Les réseaux sociaux ont aussi décidé de muscler leur réponse. Facebook, qui avait servi de plateforme pour l'organisation de la manifestation de Charlottesville, a annoncé l'intensification de sa lutte contre les "groupes de haine". L'entreprise justifie sa décision par un "manquement à la charte" du site. Le forum Reddit, qui vient de lever 200 millions de dollars, a aussi supprimé des sous-sections utilisées par les suprémacistes blancs pour promouvoir la haine.

Des actions fortes symboliquement, mais pour quelle efficacité ?

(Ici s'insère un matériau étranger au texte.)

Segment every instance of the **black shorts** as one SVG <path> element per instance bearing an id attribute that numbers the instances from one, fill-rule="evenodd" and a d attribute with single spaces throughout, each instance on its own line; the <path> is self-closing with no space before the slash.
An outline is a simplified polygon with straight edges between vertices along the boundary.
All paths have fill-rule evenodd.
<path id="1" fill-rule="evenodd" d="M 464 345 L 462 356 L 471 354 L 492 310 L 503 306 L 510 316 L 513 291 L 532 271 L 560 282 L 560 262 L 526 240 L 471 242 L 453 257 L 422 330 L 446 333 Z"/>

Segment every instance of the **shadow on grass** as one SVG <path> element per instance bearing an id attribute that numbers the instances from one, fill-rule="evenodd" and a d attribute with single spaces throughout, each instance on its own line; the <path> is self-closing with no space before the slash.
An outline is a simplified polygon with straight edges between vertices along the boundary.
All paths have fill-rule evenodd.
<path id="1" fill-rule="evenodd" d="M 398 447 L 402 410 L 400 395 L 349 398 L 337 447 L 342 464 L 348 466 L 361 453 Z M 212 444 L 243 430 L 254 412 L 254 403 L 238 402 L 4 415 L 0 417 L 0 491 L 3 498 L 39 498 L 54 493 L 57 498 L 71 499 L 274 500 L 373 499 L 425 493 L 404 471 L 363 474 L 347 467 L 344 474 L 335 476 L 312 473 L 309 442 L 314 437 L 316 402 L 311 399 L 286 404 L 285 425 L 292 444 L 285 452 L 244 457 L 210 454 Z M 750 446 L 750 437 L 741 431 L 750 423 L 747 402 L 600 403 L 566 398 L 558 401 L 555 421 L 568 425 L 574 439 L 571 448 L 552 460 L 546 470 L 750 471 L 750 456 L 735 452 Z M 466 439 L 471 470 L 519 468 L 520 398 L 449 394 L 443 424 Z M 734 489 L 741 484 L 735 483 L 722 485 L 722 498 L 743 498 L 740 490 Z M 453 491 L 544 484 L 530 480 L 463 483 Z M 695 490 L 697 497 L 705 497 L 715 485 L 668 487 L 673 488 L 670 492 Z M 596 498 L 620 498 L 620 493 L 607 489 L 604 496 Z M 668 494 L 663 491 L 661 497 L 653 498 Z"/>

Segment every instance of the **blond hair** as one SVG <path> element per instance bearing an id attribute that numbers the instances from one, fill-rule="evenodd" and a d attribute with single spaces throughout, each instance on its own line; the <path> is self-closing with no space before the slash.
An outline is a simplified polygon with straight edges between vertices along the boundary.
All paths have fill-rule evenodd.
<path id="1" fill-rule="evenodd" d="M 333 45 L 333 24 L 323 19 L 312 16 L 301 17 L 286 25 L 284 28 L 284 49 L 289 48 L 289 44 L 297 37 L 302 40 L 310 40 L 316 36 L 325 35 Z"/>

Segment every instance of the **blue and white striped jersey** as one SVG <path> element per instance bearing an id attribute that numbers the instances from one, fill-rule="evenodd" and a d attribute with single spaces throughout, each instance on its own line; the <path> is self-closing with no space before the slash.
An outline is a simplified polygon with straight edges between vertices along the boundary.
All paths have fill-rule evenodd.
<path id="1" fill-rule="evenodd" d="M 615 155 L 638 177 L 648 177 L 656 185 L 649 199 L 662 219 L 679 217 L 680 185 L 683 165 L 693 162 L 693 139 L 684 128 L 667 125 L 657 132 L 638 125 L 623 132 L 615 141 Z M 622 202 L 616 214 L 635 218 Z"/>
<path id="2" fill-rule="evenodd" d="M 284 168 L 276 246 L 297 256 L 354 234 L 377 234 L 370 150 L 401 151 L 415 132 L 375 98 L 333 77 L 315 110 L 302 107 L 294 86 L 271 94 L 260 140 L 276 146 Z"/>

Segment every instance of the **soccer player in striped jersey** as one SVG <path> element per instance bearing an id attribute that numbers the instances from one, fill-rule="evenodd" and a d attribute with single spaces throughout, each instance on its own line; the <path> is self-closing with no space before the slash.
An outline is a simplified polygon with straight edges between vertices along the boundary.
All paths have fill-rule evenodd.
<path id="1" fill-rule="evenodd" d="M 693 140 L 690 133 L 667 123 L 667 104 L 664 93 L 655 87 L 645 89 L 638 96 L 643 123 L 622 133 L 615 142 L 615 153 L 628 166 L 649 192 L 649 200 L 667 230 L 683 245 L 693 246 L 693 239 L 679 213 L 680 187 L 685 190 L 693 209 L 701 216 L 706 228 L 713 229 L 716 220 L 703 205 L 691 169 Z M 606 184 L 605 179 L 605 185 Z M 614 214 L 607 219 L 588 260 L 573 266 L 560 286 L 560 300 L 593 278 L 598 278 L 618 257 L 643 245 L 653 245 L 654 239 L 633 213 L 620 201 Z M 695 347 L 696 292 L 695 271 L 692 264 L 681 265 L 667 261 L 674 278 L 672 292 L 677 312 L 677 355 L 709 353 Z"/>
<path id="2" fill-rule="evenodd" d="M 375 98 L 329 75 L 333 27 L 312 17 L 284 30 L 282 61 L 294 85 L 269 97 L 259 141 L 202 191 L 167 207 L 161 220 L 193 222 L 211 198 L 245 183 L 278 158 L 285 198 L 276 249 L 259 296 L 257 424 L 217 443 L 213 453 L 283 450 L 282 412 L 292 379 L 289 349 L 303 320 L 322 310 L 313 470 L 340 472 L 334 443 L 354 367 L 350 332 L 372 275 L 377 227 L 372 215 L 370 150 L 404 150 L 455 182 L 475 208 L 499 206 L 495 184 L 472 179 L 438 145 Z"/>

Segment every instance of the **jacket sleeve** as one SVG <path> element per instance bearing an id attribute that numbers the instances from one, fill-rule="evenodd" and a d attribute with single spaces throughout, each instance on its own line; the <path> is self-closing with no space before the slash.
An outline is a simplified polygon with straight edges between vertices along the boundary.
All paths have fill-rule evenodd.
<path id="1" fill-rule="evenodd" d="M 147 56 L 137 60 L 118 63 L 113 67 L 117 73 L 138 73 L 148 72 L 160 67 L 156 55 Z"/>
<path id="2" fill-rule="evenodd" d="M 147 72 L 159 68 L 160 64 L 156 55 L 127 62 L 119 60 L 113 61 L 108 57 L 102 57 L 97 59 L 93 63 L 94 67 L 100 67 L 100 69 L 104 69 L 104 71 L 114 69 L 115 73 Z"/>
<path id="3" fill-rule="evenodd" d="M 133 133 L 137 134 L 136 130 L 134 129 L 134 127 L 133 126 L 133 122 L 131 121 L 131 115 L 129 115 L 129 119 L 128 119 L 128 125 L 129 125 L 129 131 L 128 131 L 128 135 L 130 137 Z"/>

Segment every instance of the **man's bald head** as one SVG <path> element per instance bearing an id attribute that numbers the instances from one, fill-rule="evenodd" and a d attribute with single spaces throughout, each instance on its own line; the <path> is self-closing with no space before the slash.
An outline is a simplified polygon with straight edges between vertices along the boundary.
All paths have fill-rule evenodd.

Les réactions fortes des plateformes web ont le mérite de trancher avec le laxisme qui leur a été si souvent reproché. Elles sont donc hautement symboliques de la nouvelle volonté des géants du Net américains d'accepter leur rôle sociétal et d'assumer leur impossible neutralité.

En revanche, ces réactions s'inscrivent aussi dans un contexte, celui des manifestations dramatiques de Charlottesville, qui déclenchent une forte émotion dans l'opinion - et donc parmi l'immense majorité de leurs utilisateurs. Reste à savoir si Facebook et Reddit notamment, très utilisées par l'extrême-droite, maintiendront leurs efforts dans la durée. Et surtout, si ceux-ci sont efficaces pour réduire la propagation des discours de haine. Car malgré l'identification et la suppression de certains groupes, de nouvelles pages se créent en permanence et il demeure extrêmement facile de trouver du contenu raciste / haineux / antisémite sur ces plateformes, tout comme sur d'autres sites très populaires comme le forum 4chan.